Beyond security screening, reports indicate that Iran has begun levying exorbitant 'toll fees', with some shipowners reportedly being asked for up to $2 million for safe passage

Prior to this, the strait was governed by international transit passage rules. Now, Iran is treating the waterway as a strictly regulated corridor. File pic/AP

Prior to this, the strait was governed by international transit passage rules. Now, Iran is treating the waterway as a strictly regulated corridor. File pic/AP

The Islamic Revolutionary Guard Corps (IRGC) has formalised its control over the Strait of Hormuz by establishing the Persian Gulf Strait Authority (PGSA). Under this new regime, as per a CNN report, Tehran is demanding that all commercial vessels submit to a rigorous reporting protocol—including a 40-question declaration of cargo, ownership, and crew nationalities—before being granted passage. Shippers who bypass these new “legal frameworks" face the immediate risk of missile strikes, drone attacks, or seizure by Iranian naval forces.
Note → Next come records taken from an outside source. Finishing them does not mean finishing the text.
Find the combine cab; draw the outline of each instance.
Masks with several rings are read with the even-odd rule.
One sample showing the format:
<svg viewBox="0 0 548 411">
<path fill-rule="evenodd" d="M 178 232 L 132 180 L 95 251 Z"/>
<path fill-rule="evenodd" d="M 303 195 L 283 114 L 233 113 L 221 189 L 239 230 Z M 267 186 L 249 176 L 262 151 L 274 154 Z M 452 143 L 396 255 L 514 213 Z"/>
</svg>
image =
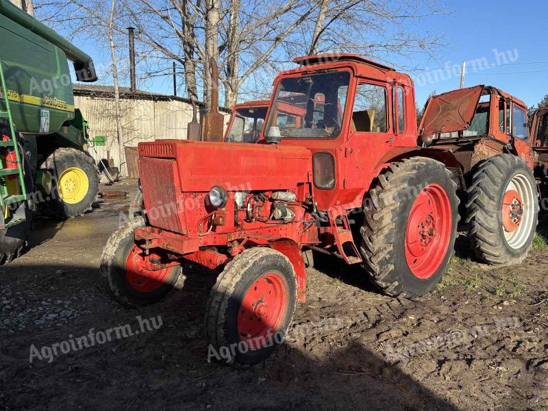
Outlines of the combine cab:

The Formalisation of Control

The PGSA represents a significant move by the Supreme Leader, Mojtaba Khamenei, to establish a “new regional order" following the conflict that erupted in February 2026. Prior to this, the strait was governed by international transit passage rules. Now, Iran is treating the waterway as a strictly regulated corridor. Shippers are required to email the PGSA with detailed identification numbers and “previous names" of vessels, with Iranian officials warning that “complete and accurate information" is the only way to avoid “decisive action".
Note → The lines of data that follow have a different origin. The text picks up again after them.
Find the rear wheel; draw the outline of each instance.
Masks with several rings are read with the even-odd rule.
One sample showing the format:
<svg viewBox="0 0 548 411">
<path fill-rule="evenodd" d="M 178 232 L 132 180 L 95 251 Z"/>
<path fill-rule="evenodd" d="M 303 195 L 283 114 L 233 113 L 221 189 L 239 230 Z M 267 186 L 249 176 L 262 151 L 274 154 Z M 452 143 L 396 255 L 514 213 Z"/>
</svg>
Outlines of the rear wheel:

Economic Extortion and the ‘Toll’ System

Beyond security screening, reports indicate that Iran has begun levying exorbitant “toll fees", with some shipowners reportedly being asked for up to $2 million for safe passage. The US Treasury has explicitly forbidden US persons and financial institutions from making these payments, as they directly fund the IRGC. This has created a catch-22 for global trade: pay a prohibited ransom or risk the destruction of the vessel.
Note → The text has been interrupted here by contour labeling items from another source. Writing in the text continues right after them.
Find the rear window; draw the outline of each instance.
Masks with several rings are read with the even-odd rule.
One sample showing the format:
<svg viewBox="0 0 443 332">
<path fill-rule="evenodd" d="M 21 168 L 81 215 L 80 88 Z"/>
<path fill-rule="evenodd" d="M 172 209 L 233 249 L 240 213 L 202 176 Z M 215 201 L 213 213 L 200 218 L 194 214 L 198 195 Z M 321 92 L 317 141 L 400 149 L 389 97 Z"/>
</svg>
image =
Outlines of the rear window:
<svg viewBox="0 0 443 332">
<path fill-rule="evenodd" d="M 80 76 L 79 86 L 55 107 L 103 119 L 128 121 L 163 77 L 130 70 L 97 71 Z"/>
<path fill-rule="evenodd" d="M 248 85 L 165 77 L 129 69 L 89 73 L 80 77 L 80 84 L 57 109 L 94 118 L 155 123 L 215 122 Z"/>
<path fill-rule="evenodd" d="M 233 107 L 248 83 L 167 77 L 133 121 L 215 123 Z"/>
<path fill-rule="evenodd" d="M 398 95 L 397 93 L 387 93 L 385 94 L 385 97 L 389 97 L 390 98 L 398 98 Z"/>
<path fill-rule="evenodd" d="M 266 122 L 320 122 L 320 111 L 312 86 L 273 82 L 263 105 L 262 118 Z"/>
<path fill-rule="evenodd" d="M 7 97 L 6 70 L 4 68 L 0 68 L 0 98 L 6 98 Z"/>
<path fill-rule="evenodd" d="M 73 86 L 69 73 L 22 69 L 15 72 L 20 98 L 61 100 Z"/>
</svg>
Global Supply Chain Paralysis

The impact on global energy security is profound. Before the 2026 crisis, the strait averaged 120 crossings per day; by early May, that figure had plummeted to roughly 40. This bottleneck has triggered massive oil supply shocks, pushing US petrol prices above $4.50 per gallon. While countries like India and Pakistan have entered bilateral negotiations with Tehran to secure passage for their flagged vessels, the majority of the global fleet remains anchored or diverted, unable to comply with Iran’s demands without violating international sanctions.